Published 19.09.2017 22:37
Updated 20.09.2017 12:34
Rohingya Muslums sit in a temporary refugee camp after losing their homes during the violence in the Rakhine state.
Rohingya Muslums sit in a temporary refugee camp after losing their homes during the violence in the Rakhine state.

Speaking during the United Nations General Assembly in New York late Tuesday, world leaders condemned Myanmar's oppression and violence against its Muslim minority.

Regarding the violence and oppression against Myanmar's Rohingya Muslim minority, President Recep Tayyip Erdoğan said "the international community has failed in the Rohingya crisis, just like it did in Syria."

He said the violence and crimes committed against the Rohingya will go down as a 'dark stain' in human history.

"These developments have proven right our call to restructure the United Nations Security Council, which we summarized as the 'World is bigger than 5,'" he added, mentioning his criticism about the structure of the UNSC, which only has five permanent members who basically decide the top governing body's policies.

French President Emmanuel Macron also called for an end to Myanmar's military campaign that has driven some 400,000 Rohingya Muslims from the country, describing their plight as ethnic cleansing, in his first address to the United Nations.

"The military operation must stop, humanitarian access must be guaranteed and the rule of law restored in the face of what we know is ethnic cleansing" in Rakhine state, Macron said.

France plans an initiative in the U.N. Security Council in relation to the crackdown on Myanmar's Rohingya Muslim population, he added.

Nigeria's President Muhammadu Buhari also urged fellow leaders at the United Nations General Assembly to condemn Myanmar's "ethnic cleansing" of the Rohingya people.

Comparing the situation in Myanmar's Rakhine province to the massacres in Bosnia in 1995 and Rwanda in 1994, the leader of Africa's most populous nation declared: "The international community cannot remain silent."

More than 420,000 people have fled violence in Rakhine, which Buhari said bears the hallmarks of a "state-backed program of brutal depopulation" targeting Rohingya on the basis of their ethnicity and Muslim religion.

"We fully endorse the call by the secretary-general on the government of Myanmar to order a halt to the ongoing ethnic cleansing and ensure the safe return of the displaced Rohingya to their homes in safety and dignity," he said.

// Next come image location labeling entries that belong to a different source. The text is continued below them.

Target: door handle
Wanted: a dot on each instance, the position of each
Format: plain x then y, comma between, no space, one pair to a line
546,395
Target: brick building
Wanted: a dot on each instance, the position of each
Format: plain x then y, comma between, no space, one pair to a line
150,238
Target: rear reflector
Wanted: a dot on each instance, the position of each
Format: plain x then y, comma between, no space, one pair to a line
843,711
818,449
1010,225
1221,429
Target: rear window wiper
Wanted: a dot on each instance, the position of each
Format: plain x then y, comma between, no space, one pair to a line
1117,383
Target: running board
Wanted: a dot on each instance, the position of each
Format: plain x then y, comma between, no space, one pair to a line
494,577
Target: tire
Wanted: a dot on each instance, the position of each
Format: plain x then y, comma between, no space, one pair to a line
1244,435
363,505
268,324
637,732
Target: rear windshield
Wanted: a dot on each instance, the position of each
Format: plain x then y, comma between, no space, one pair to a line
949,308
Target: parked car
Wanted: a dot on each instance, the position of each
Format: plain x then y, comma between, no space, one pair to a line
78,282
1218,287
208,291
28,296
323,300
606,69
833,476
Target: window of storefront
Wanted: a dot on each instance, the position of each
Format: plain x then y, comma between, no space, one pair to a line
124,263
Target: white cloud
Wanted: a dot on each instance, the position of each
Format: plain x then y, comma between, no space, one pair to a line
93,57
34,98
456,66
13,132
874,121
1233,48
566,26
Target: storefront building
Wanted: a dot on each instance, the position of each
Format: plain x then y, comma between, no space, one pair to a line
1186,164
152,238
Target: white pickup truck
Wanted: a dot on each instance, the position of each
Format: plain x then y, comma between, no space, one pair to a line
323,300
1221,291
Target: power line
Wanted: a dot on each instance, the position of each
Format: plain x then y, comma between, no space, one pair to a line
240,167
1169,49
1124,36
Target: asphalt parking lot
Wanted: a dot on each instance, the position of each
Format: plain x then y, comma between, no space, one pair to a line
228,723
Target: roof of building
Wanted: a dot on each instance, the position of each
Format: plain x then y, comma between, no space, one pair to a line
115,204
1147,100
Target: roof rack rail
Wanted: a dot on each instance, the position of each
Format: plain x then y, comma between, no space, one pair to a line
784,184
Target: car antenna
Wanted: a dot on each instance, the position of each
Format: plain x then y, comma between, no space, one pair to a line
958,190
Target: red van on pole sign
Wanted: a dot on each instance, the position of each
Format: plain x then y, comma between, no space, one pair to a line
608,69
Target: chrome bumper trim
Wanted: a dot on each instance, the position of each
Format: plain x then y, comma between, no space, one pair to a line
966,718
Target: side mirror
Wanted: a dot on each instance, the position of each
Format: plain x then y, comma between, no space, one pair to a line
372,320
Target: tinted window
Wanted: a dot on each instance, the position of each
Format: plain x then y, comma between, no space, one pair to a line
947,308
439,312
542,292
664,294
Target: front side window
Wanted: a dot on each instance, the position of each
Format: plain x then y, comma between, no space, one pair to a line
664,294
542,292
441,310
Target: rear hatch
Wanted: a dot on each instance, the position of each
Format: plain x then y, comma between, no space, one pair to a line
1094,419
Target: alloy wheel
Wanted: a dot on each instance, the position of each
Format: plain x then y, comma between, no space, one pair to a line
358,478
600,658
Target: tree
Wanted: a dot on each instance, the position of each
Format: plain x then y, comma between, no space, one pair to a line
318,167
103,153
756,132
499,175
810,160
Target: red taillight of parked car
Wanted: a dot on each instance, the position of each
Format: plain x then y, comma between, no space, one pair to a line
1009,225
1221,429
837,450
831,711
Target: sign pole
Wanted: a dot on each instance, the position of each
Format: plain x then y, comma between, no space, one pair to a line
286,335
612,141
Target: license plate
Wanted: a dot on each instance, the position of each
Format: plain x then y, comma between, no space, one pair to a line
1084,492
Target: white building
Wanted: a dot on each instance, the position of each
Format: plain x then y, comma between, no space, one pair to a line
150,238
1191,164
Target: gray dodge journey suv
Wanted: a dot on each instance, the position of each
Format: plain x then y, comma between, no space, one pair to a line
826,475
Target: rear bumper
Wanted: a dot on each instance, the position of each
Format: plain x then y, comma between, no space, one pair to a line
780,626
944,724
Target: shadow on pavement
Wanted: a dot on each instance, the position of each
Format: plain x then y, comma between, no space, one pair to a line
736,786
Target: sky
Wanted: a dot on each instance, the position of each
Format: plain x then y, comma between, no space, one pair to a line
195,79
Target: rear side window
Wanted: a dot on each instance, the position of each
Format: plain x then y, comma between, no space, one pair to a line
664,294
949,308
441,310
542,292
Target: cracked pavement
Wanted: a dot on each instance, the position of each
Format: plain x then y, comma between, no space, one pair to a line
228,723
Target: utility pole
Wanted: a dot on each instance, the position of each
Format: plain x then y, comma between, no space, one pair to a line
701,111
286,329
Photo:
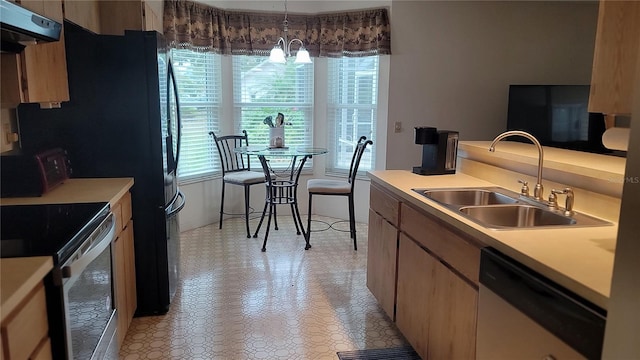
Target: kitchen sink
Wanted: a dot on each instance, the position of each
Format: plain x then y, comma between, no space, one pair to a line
464,197
516,216
502,209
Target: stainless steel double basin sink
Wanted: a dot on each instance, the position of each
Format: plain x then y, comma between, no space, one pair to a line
498,208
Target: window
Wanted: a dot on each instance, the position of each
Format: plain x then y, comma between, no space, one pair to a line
198,78
262,89
351,110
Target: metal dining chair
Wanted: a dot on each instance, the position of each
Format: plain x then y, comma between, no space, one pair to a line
236,170
339,187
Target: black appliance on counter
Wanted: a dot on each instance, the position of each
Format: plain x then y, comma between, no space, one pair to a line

Earlier, U.N. Secretary-General Antonio Guterres also urged Myanmar to halt its military campaign.

Meanwhile, the U.K. announced that it suspended military training to the Myanmarese army.

Britain said that it had suspended its educational training courses for the Myanmar military due to the ethnic violence in Rakhine state.

London said it had "deep concern" about human rights abuses and would not be resuming the military courses unless there was an "acceptable resolution" to the ongoing Rohingya crisis.